在加入騎警一周后,天氣終于放晴,馬爾文·阿提庫(kù)決定要去打俄羅斯人。他和盧什曼,一位前加拿大步兵現(xiàn)騎警教員,拉出一捆棕色的紙靶,把它們釘在木樁上,在帳篷外樹了6個(gè)。每一個(gè)上面都是一張打印的照片,上面是一個(gè)正在往前沖的士兵,他的嘴大張著在喊著什么,來復(fù)槍上裝著刺刀。盧什曼把他們叫做“科密小隊(duì)”。
The targets had been developed for NATO forces during the Cold War. Standing shoulder to shoulder at the foot of a small hill, they were the tallest objects around for miles, so obvious against the snow it didn't seem possible to miss.

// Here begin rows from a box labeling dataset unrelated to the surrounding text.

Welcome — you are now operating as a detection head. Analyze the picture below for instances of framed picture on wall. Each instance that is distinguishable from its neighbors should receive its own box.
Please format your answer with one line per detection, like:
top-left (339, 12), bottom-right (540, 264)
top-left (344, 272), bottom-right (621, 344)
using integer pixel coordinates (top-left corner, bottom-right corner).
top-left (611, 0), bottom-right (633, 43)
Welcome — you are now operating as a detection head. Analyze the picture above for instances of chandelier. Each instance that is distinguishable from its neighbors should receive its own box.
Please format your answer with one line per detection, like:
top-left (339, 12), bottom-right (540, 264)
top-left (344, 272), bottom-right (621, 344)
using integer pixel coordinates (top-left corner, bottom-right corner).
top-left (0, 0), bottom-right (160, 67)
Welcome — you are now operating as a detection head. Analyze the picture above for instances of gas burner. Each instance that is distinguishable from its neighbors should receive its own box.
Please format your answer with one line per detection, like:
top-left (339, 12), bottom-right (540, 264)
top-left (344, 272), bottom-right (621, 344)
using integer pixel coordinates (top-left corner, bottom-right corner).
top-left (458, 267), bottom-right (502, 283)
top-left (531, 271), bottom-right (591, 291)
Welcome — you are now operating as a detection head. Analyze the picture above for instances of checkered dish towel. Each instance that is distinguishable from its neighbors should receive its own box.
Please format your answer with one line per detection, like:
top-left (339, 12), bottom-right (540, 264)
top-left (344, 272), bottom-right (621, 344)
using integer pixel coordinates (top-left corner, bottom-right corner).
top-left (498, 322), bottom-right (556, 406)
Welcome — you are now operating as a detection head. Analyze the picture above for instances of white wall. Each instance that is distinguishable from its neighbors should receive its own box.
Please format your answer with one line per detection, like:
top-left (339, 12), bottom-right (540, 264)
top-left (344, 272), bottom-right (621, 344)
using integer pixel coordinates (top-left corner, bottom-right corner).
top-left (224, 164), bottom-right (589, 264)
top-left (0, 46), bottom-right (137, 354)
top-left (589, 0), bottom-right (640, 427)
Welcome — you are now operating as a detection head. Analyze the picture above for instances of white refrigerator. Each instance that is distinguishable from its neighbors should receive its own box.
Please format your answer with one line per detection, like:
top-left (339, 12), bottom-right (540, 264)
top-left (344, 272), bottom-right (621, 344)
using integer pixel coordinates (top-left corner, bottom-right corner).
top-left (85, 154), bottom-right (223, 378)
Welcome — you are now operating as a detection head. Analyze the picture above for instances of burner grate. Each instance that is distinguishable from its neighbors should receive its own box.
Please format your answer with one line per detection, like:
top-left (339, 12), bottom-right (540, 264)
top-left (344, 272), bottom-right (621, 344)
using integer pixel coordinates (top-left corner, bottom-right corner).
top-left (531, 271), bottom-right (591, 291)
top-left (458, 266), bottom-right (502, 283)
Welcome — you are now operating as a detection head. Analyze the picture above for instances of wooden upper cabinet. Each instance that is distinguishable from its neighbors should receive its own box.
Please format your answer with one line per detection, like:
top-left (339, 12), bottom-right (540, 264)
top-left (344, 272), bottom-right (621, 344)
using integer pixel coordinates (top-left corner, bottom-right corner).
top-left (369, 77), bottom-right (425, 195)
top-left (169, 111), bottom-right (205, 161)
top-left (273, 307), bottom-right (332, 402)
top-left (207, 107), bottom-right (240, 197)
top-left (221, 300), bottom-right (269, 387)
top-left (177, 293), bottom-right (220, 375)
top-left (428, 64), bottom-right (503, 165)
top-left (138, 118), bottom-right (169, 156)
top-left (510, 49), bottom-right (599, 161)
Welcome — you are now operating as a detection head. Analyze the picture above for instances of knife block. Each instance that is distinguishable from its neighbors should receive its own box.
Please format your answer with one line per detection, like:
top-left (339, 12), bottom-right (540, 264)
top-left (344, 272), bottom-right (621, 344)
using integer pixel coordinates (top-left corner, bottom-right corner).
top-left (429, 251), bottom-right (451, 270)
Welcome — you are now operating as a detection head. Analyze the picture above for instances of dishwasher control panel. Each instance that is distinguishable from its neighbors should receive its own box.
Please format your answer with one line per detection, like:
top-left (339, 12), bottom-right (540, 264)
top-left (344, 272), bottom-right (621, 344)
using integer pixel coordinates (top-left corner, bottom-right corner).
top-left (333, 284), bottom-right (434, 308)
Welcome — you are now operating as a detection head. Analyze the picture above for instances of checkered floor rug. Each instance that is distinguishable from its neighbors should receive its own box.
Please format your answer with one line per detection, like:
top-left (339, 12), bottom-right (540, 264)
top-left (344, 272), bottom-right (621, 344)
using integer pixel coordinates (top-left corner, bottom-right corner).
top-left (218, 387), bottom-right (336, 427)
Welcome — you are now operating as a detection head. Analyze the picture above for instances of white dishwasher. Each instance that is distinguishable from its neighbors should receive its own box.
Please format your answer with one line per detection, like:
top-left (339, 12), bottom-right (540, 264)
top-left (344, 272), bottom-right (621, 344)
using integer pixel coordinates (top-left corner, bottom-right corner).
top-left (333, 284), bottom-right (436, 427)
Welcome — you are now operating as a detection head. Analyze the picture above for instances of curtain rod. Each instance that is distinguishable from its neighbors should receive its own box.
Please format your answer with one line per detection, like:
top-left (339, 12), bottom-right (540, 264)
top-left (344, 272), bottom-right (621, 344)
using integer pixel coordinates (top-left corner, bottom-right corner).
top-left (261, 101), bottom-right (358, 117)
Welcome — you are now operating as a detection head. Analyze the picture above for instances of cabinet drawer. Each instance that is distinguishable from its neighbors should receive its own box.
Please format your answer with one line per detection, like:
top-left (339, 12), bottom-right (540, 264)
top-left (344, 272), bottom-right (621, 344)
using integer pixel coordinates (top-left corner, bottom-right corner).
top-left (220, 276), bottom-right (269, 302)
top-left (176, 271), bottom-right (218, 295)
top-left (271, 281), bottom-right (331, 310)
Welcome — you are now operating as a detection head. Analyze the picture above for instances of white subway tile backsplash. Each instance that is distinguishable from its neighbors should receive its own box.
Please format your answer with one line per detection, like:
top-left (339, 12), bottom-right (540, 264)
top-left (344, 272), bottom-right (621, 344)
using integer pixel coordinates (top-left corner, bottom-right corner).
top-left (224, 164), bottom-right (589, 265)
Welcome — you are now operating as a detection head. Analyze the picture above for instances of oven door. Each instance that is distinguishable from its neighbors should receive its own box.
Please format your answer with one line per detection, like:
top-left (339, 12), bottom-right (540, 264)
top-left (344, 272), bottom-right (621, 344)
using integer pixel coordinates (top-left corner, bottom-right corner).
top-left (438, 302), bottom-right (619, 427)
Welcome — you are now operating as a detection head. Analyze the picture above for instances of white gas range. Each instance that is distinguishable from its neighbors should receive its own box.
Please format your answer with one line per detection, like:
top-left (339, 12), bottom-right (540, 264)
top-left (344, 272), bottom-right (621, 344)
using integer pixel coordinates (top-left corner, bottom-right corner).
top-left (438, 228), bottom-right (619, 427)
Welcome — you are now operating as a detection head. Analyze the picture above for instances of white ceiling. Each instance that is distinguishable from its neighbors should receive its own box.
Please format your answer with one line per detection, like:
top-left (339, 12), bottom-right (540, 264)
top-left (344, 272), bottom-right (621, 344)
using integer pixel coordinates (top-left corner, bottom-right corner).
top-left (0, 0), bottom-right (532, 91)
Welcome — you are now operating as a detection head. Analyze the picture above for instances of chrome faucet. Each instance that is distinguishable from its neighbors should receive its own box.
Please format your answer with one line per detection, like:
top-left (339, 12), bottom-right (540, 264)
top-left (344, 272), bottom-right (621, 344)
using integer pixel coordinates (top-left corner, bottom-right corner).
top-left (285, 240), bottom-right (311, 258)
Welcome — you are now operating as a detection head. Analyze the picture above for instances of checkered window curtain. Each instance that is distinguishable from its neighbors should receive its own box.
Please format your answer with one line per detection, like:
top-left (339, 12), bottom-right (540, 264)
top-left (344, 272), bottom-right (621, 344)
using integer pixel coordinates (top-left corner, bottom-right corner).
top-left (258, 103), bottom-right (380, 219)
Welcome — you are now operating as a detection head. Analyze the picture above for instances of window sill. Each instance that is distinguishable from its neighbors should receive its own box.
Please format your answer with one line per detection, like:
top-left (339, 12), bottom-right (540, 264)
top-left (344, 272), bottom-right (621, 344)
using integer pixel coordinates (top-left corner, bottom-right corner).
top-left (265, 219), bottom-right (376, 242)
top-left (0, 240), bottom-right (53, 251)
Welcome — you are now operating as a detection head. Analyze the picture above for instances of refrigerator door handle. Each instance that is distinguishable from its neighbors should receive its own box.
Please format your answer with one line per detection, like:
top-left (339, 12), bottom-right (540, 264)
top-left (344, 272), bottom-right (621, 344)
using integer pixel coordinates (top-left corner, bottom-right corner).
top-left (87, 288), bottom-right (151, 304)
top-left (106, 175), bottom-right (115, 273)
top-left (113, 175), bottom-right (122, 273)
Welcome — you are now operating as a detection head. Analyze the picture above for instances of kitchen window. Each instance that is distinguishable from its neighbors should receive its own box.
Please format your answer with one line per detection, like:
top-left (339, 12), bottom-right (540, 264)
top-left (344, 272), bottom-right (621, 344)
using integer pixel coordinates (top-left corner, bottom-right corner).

這些靶子在冷戰(zhàn)期間曾為北約做過改進(jìn)。他們肩并肩站在一座小山的山腳下,方圓幾里內(nèi)他們是最高的目標(biāo),跟雪地一對(duì)比簡(jiǎn)直明顯到不可能打不中。
Atqittuq drew a line in the snow 100 yards away and arranged his troops along it. He gave each a handful of bullets, and the rangers knelt onto sealskins or parkas and began firing their clumsy, antique rifles. Atqittuq said age was their only advantage: The old rifles had so few moving parts that they usually didn't freeze.
阿提庫(kù)在100碼遠(yuǎn)的雪地上畫了一條線,并把軍隊(duì)安排在這里。他給了每個(gè)人一把子彈,士兵們于是跪在皮衣上,開始用笨拙的古老的步槍射擊。阿提庫(kù)說年紀(jì)是他們唯一的優(yōu)勢(shì):老版的來復(fù)槍沒什么可活動(dòng)的部分,基本不會(huì)被凍住。